Alameda: el nuevo escaparate
El concejal del distrito Casco Antiguo desvela que el Consistorio recibe hasta quince peticiones de permisos para la celebración de actos en el bulevar cada fin de semana
La Alameda de Hércules no figura todavía en el catálogo de espacios singulares del Consorcio de Turismo de Sevilla que consultan tanto empresas como entidades sociales y culturales a la hora de seleccionar sede física para celebrar presentaciones de productos, eventos publicitarios y otros tipos de actos públicos. Aún no. Y ello a pesar de que el Ayuntamiento de Sevilla recibe ya una media de entre 12 y 15 peticiones formales de permisos para celebrar actividades cada fin de semana sin que las obras de reurbanización del bulevar hayan acabado y estén pendientes de ser recepcionadas por el Ayuntamiento de Sevilla.
El delegado municipal del Casco Antiguo, Francisco Manuel Silva (IU), detalló ayer a este periódico el tirón cultural que tiene la Alameda, que incluso cuenta con lista de espera para la celebración de actos públicos, y abogó por la necesidad de coordinar y planificar el calendario de actos con el resto de delegaciones municipales, oposición, vecinos, consumidores y empresarios para "evitar que la Alameda muera de éxito" y "conciliar la vida pública del que es el mayor bulevar laico de Europa con el derecho al descanso de quienes viven en la zona".
Silva arguyó que hoy en día existe una laguna en la planificación y coordinación de eventos en la zona, ya que la celebración de actividades sólo requiere de un permiso previo de ocupación de la vía pública tramitado y concedido por la Delegación de Infraestructuras para la Sostenibilidad, área que tiene las competencias en materia. Para solventar esta situación y cribar tanto el número de actos como la repercusión de los mismos en el vecindario -ruido, molestias e incluso celebración de botellonas por un hipotético efecto llamada de la programación-, el concejal mantendrá a finales de esta semana una reunión con la titular de la Delegación de Seguridad y Convivencia, la socialista Nieves Hernández, para cerrar un plan consensuado de actuación y usos del espacio.
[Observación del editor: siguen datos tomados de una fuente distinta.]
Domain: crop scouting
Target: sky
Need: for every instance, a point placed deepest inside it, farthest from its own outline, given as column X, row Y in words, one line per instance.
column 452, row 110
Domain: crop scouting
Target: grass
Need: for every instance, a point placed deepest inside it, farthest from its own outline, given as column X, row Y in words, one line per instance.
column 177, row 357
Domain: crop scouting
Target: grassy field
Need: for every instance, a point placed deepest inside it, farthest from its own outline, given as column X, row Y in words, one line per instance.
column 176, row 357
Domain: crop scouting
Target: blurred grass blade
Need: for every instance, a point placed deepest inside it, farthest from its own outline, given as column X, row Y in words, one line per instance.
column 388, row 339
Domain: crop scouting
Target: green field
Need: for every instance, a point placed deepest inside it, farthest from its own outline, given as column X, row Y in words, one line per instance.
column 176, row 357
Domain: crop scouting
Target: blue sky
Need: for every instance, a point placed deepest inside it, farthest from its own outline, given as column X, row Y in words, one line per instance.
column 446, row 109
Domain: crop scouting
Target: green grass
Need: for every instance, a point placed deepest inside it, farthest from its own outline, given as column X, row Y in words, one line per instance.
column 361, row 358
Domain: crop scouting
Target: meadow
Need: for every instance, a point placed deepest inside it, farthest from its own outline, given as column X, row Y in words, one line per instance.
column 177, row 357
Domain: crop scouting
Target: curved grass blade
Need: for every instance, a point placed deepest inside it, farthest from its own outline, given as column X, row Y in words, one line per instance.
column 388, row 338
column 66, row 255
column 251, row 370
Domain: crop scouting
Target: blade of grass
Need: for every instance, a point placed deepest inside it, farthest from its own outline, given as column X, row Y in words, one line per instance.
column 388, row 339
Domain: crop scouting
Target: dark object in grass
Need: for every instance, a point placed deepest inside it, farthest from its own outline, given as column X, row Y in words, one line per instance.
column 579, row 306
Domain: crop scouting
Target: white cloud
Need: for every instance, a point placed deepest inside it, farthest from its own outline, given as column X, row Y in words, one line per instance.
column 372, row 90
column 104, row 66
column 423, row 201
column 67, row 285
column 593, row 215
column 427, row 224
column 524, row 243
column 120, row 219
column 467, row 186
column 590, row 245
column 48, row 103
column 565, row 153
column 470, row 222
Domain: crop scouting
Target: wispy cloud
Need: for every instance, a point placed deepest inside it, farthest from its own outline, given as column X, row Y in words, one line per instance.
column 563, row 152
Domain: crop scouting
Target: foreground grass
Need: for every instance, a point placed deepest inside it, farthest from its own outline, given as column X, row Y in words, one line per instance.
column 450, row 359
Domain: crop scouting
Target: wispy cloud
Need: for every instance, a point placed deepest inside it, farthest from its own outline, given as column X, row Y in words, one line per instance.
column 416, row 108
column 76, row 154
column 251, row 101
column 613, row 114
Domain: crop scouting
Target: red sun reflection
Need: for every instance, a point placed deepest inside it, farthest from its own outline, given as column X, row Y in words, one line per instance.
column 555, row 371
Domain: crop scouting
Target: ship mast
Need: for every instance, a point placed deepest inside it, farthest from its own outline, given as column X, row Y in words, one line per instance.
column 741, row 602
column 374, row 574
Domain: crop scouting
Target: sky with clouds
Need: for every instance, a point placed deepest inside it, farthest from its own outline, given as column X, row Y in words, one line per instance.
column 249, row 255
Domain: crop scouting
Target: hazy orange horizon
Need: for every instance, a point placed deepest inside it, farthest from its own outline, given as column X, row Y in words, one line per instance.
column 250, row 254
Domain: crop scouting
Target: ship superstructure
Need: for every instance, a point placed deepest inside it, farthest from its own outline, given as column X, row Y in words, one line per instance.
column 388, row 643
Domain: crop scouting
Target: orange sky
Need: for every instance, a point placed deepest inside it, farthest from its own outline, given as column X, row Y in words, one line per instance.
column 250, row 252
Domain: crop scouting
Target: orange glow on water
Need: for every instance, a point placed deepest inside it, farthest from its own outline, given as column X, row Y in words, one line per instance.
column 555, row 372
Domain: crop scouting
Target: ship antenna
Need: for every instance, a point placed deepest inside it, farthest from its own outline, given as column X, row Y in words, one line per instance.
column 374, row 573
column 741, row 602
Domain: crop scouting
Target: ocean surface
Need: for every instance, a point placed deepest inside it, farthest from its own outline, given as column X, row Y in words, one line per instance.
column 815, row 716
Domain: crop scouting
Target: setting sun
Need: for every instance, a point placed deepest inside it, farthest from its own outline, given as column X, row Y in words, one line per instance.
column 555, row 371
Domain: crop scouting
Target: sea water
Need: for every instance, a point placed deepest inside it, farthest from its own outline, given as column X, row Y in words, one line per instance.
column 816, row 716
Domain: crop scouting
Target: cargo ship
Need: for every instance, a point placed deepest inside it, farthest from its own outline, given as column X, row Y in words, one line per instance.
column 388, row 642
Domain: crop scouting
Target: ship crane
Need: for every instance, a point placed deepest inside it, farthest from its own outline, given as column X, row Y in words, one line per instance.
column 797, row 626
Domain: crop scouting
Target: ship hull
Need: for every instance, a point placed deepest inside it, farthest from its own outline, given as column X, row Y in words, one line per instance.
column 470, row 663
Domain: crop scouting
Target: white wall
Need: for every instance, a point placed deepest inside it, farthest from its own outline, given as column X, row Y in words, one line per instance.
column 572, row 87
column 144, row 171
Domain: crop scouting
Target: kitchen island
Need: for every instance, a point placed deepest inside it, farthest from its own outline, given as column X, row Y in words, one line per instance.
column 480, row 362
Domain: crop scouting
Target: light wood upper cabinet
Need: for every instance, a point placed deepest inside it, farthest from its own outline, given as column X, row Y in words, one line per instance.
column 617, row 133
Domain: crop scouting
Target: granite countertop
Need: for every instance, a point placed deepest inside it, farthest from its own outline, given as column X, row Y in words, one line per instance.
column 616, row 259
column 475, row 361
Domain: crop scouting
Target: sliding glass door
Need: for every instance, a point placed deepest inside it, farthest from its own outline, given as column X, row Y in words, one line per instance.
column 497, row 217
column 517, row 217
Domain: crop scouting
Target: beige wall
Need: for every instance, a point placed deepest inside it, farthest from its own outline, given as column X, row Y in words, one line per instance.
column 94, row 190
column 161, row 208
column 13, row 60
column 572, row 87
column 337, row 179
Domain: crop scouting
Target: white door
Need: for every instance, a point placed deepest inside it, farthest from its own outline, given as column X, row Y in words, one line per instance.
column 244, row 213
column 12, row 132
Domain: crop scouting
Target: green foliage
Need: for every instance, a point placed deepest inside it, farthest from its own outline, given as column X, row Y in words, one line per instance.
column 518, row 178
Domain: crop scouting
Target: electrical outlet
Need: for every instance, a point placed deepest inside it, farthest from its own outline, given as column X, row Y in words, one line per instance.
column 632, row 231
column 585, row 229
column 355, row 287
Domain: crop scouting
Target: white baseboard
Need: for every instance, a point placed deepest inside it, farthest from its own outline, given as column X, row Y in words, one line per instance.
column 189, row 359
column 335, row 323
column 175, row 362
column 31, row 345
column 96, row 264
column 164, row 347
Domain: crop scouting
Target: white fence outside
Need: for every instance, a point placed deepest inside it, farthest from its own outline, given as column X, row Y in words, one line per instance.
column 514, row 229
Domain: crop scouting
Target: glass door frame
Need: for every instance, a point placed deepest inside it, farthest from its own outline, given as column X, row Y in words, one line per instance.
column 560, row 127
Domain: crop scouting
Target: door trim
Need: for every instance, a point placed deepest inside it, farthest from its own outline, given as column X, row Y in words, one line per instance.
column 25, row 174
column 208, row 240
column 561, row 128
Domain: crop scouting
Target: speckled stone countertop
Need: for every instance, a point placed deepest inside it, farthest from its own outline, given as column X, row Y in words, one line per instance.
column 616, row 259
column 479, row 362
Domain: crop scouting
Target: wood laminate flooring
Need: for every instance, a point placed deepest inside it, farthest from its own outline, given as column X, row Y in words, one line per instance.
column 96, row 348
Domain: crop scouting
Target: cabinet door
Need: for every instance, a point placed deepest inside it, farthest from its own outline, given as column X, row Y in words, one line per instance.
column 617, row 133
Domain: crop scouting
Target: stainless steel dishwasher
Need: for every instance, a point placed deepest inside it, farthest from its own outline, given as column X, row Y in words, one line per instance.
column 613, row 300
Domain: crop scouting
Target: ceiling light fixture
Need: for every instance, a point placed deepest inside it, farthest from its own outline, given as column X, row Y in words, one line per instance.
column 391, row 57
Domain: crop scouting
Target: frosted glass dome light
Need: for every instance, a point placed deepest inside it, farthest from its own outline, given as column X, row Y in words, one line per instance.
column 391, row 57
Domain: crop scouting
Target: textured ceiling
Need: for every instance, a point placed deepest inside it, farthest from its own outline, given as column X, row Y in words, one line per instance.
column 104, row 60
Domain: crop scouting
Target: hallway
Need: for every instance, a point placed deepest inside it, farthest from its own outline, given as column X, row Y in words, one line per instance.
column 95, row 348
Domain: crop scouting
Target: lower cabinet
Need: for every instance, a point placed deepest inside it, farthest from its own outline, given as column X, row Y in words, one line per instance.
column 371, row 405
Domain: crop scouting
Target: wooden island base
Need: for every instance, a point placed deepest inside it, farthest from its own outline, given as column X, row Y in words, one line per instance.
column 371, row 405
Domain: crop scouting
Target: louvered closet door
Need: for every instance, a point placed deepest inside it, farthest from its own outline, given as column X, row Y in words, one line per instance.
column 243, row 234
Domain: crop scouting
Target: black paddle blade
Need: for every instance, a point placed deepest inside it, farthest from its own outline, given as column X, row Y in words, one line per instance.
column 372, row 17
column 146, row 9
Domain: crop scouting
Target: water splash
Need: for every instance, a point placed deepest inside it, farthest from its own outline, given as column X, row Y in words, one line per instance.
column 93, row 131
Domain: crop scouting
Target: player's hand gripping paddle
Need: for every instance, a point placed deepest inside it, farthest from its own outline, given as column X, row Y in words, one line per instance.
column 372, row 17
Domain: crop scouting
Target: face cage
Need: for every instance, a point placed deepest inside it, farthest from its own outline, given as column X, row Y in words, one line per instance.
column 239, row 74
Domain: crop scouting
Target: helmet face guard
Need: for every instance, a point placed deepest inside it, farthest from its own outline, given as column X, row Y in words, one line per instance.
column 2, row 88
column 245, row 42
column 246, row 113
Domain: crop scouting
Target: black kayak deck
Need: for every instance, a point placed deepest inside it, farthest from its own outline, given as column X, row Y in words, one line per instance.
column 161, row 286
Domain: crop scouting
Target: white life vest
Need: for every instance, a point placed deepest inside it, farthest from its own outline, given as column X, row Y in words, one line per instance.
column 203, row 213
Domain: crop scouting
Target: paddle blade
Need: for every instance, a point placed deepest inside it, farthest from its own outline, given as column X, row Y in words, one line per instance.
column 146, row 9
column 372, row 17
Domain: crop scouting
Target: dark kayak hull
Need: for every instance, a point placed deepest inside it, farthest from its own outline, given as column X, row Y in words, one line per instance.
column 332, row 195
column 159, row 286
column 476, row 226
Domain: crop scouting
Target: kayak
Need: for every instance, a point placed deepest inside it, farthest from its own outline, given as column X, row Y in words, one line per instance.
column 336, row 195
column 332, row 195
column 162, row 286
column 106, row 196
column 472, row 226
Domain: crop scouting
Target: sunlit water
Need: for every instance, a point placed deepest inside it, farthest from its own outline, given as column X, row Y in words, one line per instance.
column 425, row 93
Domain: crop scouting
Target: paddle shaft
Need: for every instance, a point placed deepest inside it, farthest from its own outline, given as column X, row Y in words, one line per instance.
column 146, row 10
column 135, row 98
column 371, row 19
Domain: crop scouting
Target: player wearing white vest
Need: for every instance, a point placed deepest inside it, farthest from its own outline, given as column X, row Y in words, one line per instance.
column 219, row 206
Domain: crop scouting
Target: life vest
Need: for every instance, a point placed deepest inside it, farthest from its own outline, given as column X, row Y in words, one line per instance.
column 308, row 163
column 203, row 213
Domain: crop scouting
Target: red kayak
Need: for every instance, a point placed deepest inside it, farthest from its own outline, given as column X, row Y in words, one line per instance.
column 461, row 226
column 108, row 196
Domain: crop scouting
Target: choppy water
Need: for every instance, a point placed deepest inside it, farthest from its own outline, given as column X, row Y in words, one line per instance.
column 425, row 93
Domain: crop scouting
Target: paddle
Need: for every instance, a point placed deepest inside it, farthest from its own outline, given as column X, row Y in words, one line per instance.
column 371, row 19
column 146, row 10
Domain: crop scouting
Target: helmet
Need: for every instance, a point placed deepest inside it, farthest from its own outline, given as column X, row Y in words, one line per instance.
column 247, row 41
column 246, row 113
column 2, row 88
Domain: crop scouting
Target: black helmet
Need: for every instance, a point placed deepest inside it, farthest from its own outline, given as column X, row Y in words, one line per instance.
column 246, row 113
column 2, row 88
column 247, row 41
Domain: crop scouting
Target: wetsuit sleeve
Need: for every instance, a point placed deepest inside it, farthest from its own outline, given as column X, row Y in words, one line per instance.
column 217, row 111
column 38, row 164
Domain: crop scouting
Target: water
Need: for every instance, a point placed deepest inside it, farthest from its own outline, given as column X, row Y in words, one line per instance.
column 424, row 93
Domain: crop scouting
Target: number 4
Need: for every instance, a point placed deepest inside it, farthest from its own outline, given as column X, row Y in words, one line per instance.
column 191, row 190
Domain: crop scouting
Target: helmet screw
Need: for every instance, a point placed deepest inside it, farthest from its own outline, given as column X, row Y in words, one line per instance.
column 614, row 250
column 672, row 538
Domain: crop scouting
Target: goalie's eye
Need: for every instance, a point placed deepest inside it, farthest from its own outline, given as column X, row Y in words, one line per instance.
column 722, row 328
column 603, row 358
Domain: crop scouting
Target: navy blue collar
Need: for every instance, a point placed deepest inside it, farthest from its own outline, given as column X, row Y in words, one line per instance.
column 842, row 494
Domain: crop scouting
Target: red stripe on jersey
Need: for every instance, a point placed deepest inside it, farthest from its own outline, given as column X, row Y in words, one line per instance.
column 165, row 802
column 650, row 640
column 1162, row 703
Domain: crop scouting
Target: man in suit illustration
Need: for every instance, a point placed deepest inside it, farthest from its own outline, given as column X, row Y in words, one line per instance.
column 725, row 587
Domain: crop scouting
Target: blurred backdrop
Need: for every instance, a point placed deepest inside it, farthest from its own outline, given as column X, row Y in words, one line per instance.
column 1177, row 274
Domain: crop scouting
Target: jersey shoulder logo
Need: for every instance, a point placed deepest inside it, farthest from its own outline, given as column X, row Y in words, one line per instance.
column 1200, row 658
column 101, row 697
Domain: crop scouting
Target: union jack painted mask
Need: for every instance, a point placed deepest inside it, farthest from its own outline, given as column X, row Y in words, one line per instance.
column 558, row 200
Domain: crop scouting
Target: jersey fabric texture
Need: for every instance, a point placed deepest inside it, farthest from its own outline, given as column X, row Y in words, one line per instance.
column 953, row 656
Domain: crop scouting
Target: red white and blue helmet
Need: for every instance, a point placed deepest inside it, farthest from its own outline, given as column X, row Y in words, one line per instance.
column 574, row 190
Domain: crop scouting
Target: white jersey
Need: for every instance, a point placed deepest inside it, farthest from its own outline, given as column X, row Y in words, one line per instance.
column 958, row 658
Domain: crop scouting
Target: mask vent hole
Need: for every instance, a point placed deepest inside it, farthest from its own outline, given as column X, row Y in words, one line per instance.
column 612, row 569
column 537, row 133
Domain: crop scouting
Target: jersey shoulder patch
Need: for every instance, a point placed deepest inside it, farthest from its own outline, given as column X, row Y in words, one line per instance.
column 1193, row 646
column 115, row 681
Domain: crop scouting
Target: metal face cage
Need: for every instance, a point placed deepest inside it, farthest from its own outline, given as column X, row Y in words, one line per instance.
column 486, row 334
De hecho, Silva propondrá que sea el junta municipal del distrito Casco Antiguo la que seleccione los actos a celebrar entre todas las peticiones recibidas por las diferentes áreas municipales y planifique la programación cultural y de ocio de la Alameda. "La junta municipal del distrito se reúne el primer miércoles de cada mes, y ése es el foro donde se debería cerrar la agenda de actividades" refirió Silva, quien agregó que "por nuestra parte no habría ningún problema en informar previamente y acordar la programación entre todos, ya que están representadas todas las delegaciones municipales y todos los grupos políticos -el PP tiene el mayor número de representantes-, vecinos y otros colectivos".
En cualquier caso, el delegado del Casco Antiguo sí se mostró partidario de intervenir ante la "avalancha de actividades" que se cierne sobre la Alameda, convertida en todo un escaparate con usos musicales, expositivos, teatrales, solidarios e incluso reivindicativos. Silva comentó que el grueso de las actividades son promovidas por Cultura y Juventud, e informó que los próximos eventos a celebrar dependen del ICAS.
La suspensión de un concierto que debía celebrarse en la zona próximamente, el recrudecimiento de las quejas y críticas vecinales por las molestias y ruidos y la promesa municipal de reforzar la vigilancia contra la botellona tienen como denominador común el uso y abuso de la Alameda. "La Alameda no puede ser sometida a una hiperrotación de usos porque explotaría", considera Silva, quien niega tajantemente la existencia de órdenes de su grupo municipal, IU, para que la Policía Local se inhiba en la zona contra la botellona. "Las ordenanzas deben ser aplicadas allí como en el resto de la ciudad, pero nosotros no podemos decirle a la Policía ni cómo ni cuándo hacerlo. Eso va en función de su cronograma de trabajo nocturno".